There was one other woman on board, a white one, the captain’s daughter. She looked to be my age, maybe a few years younger. She looked straight through me when we passed, made a show of looking straight ahead.

“How much longer is the trip?” I asked Emmanuel.

“We have been on this journey for five days,” he said. “We have eight or nine more.”

Before us, the sea stretched in all directions, the water a deep green. “Do you see there?” he said, leaning in to point, his cheek on mine. “Look over there. Dolphins jumping in the waves.”

It only looked like flashes of light, and I told him so.

“No,” he said. “They’re dolphins.”

“Or maybe they are sirens,” I said “come to lure all these men to their deaths.”

“La Sirèn has a song,” he said solemnly. “They say her home is at the back of the mirror. In the other world.”

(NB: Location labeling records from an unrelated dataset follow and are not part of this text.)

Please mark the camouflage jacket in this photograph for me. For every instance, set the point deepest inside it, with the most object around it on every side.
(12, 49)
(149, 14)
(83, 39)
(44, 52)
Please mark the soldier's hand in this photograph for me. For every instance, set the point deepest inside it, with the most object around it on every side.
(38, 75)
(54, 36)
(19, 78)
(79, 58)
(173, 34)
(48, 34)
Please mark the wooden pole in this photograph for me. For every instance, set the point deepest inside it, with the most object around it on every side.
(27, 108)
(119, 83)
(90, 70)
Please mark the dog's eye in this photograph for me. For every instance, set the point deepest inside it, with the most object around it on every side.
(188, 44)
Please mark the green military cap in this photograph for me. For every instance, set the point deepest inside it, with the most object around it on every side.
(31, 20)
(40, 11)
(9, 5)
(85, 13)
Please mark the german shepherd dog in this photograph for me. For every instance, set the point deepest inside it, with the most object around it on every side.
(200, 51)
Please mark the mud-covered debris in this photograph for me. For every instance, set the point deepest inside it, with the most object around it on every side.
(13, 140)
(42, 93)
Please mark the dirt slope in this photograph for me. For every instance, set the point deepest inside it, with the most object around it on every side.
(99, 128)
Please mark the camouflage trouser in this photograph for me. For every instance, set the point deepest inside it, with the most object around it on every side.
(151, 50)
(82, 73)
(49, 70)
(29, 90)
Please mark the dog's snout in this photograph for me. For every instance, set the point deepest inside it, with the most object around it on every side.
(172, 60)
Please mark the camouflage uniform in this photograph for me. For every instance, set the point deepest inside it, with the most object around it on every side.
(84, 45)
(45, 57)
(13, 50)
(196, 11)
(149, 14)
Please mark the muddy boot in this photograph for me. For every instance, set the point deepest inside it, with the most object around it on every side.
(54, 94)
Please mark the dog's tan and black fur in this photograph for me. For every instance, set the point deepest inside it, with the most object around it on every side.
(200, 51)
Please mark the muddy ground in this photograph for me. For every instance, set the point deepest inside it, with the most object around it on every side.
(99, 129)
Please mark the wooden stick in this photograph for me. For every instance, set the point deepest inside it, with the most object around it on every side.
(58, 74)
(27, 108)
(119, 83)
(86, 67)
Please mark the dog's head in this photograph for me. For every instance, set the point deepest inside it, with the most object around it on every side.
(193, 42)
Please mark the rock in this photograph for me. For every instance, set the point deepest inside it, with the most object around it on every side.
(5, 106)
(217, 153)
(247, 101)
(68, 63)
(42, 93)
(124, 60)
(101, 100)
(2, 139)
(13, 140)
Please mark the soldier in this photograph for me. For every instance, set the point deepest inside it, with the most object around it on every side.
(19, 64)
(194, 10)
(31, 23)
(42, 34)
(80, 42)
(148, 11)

He did not move his mouth from my ear. Instead, he chanted into it,

                                             La Sirèn, la balèn,

Chapo m’ tonbe nan lanmè.

                                             M’ t’ap fè yon ti karès ak La Sirèn,

Chapo m’ tonbe nan lanmè.

                                             M’ kouche ak La Sirèn,

                                                    Chapo m’ tonbe nan lanmè.

“What does it mean?”

“You have to guess.”

“I do not know your language well enough yet.”

“And you’ll never learn it with that attitude.”

“Tell me what it means.”

He leaned in close again. He had been waiting for this. I had played the game he wished, without even knowing it. “You’ll learn tonight.”

That night, he told me to lie on my back this time. As he pushed my nightgown down past my shoulders, I covered my face with my hands. He said:

“The mermaid, the whale,

“My hat falls into the sea.

“I caress the mermaid,

“My hat falls into the sea.

“I lie down with the mermaid,

“My hat falls into the sea.”

I saw Ben Daisy’s hat, covered in pansies, held to my mother’s chest. I pressed my fingertips into my eyelids until the image was washed over in an explosion of stars.

“Take your hands from your face, Libertie.”

I did what Emmanuel asked. We stared at each other for a minute, listening to the water move beneath us.

“Take off your shirt,” I said to him finally. He did not break my gaze as he obeyed me.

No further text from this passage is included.